Eine beliebte Ausrede unserer Zeit ist die Zeit selbst. Wenn ich nur mehr Zeit hätte. Freundlich und doch treffend stellt Benjamin Hoff dieses Phänomen im „Tao Te Puh“ dar. Pu der Bär will jemanden besuchen und trifft auf ein Türschild: „Filztun-Balzrück“, was soviel heisst wie: „… habe viel zu tun, bin bald zurück“. Ich nenne seitdem Leute mit diesem Lebensstil: Filztun-Balzrücks. Sie sind nicht erreichbar für wesentlichen Kontakt. Das Irre daran ist: Wir alle sind oft so. Ich selbst war eine „Filztun-Balzrück“-Meisterin. 

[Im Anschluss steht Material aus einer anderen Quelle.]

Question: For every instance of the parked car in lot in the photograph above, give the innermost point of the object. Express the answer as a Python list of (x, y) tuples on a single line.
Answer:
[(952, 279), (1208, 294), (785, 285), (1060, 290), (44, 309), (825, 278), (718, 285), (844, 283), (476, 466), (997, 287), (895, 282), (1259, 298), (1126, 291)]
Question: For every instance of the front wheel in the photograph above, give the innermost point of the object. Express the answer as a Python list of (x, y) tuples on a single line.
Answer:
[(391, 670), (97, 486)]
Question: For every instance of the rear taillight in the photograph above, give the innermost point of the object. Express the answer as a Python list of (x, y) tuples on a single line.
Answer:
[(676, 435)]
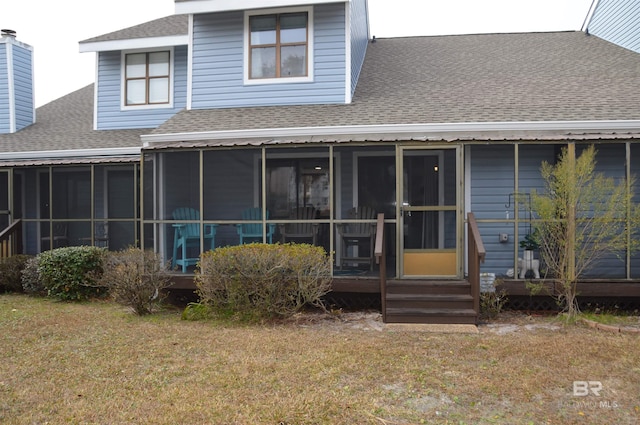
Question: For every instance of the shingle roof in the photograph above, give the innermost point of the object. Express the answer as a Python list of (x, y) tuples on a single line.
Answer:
[(561, 76), (67, 123), (162, 27)]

Mit so einer guten Entschuldigung sind wir immer auf der sicheren Seite. Wir können offiziell Ja sagen zu dieser wunderbaren Vision der Hopi und müssen nicht auf den Ort in uns schauen, von dem aus wir Nein dazu sagen. Dort wo wir eine Innere Person finden, die sehr machtvoll ist, unser Leben im Griff hat und diese Vision verhindern WILL! Sie hat sich vielleicht geschworen, nie wieder etwas mit Menschen zu tun zu haben, meidet Nähe oder misstraut der Welt. Manche genießen ihre unsichtbare Macht oder trachten sogar nach süßer Rache und lassen jede Beziehung scheitern. Sie existieren als graue Eminenz im Hintergrund und betreiben ihre Verhinderungstaktik. Sie alle wollen nie wieder verletzlich sein und haben sich darum vom Leben selbst abgewandt. Wir bekommen sie nie zu Gesicht.
Die meisten von uns stoßen früher oder später auf solche Anteile, die die IndividualSystemik „Geheime Machtseiten“ nennt.

Bis in alle Ewigkeit?

Das Schlimmste daran ist aber, dass es bis in alle Ewigkeit so bleibt, solange wir diese Kräfte und ihren Willen vor uns selbst und der Welt verstecken, anstatt dazu zu stehen und sie zu untersuchen. Ich selbst habe das sehr lange praktiziert. Mein geliebter „Schaf-Modus“, in dem mir alles immer unendlich leid tat und ich mein eigenes negatives Handeln leider gar nicht bemerkt hatte, hat meine Freunde zur ekstatischen Weißglut getrieben. Ehrlich gesagt: Es war leider gar nicht lustig – ganz im Gegenteil. Ich habe Nähe, Liebe und Beziehungen damit kaputt gemacht. Ich war im Tal des Zerstörungswahns gefangen und liebte mein Verließ. Erst mit der Zeit, als ich anfing, mein eigenes Werk der Zerstörung zu realisieren, und vor meiner negativ gewordenen Macht nicht mehr geflohen bin, ging es voran. Ich entkam dem Gefängnis und klettere nun Schritt für Schritt aus der Einöde empor zu grüneren, fruchtbaren Wiesen. Ich finde langsam neuen Boden. Deshalb kann ich nur sagen: „Nur Mut!“ Hinter der eigenen Hölle wartet neues fruchtbares Land! 

Die IndividualSystemik bietet für diese innere Reise ein perfektes Navi. Reisen müssen wir selbst. Und es ist keine gemütliche Kreuzfahrt. Es ist eine Abenteuerreise. Aber sie lohnt sich und macht lebendig.